Create a class FileUtils. Make it a Singleton.
Implement two methods - String readFrom(File file) and String readFrom(Path path).
They should read all the contents from the file to a String, using the default (OS-default) charset.
As this method is an API, you should NOT catch the exceptions in the method's body, remember?
For this task, do not worry about different encoding.
Do the same for a 'write' method.
.properties files are commonly used in java as a resources and configuration. They just represent a key=value pairs, where each pair is a new line. The # sign denotes a comment.
Make a utility method Map<String, String> parseProperties that reads a .properties file and returns its content as a Map<String,String>.
The #-sign, when seen as a first character in a line, denotes that the line is a comment and should not be parsed.
# this=comment
a1=b1
a2 =b2
a3 = b3
a4 = b4
a5=b6=b7=b8
a6=b9 #comment
a7==b10
All of the above entries (a1 to a7) are valid key-value pairs.

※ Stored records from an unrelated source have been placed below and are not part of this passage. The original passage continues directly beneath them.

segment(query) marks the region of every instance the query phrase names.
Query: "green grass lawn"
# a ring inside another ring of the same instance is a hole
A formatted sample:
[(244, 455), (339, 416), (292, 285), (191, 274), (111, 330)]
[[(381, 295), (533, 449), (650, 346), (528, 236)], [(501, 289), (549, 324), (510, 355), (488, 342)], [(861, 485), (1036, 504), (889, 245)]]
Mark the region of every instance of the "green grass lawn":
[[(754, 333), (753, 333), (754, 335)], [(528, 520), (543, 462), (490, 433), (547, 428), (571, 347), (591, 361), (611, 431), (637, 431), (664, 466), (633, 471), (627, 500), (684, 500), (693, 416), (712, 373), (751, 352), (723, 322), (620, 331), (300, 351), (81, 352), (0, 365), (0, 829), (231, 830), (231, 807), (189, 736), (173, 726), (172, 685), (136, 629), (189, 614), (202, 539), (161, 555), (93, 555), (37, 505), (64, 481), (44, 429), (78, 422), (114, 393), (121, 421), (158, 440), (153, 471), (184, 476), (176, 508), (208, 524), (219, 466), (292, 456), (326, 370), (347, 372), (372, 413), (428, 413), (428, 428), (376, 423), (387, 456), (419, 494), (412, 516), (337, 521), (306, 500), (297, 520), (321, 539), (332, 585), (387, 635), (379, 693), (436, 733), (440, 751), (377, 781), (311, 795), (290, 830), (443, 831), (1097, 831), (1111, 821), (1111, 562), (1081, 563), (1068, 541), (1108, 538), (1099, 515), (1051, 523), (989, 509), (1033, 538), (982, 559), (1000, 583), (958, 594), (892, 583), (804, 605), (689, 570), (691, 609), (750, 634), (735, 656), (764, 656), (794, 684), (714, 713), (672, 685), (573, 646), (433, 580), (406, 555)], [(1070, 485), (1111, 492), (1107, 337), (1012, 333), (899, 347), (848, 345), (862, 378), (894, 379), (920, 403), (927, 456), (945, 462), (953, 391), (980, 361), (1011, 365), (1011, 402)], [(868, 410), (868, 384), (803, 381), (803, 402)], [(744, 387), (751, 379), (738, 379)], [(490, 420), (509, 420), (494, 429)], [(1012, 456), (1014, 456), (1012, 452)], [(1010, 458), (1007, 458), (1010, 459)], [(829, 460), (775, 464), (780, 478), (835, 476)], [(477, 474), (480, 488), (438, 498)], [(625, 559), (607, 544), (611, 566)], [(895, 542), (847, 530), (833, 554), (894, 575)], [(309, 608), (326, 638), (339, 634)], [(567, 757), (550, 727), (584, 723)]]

The value for a5 is b6=b7=b8
The value for a6 is b9 #comment
The value for a7 is =b10
Hints and suggestions:
- Use JUnit @Before, @BeforeClass, @After, @AfterClass http://stackoverflow.com/questions/20295578/difference-between-before-and-beforeclass
- Make a helper method, that does all the parsing logic (generates the Map from List).
- Do not split the lines on your own like
fileContents.split("\n"). This is not a cross-platform solution. - First test your helper method, which creates the Map from a given List.
- After assuring yourself your helper method works great, test the
parsePropertiesmethod. - Create (write) your .properties file (for testing) programmatically, in
setUp. Do not depend on external resources for testing if you can avoid it! - Do not polute the filesystem because you are writing tests. Clean up (delete the file in
tearDown) after your each test run. Your file is relevant ONLY for the tests, and it should not outlive them.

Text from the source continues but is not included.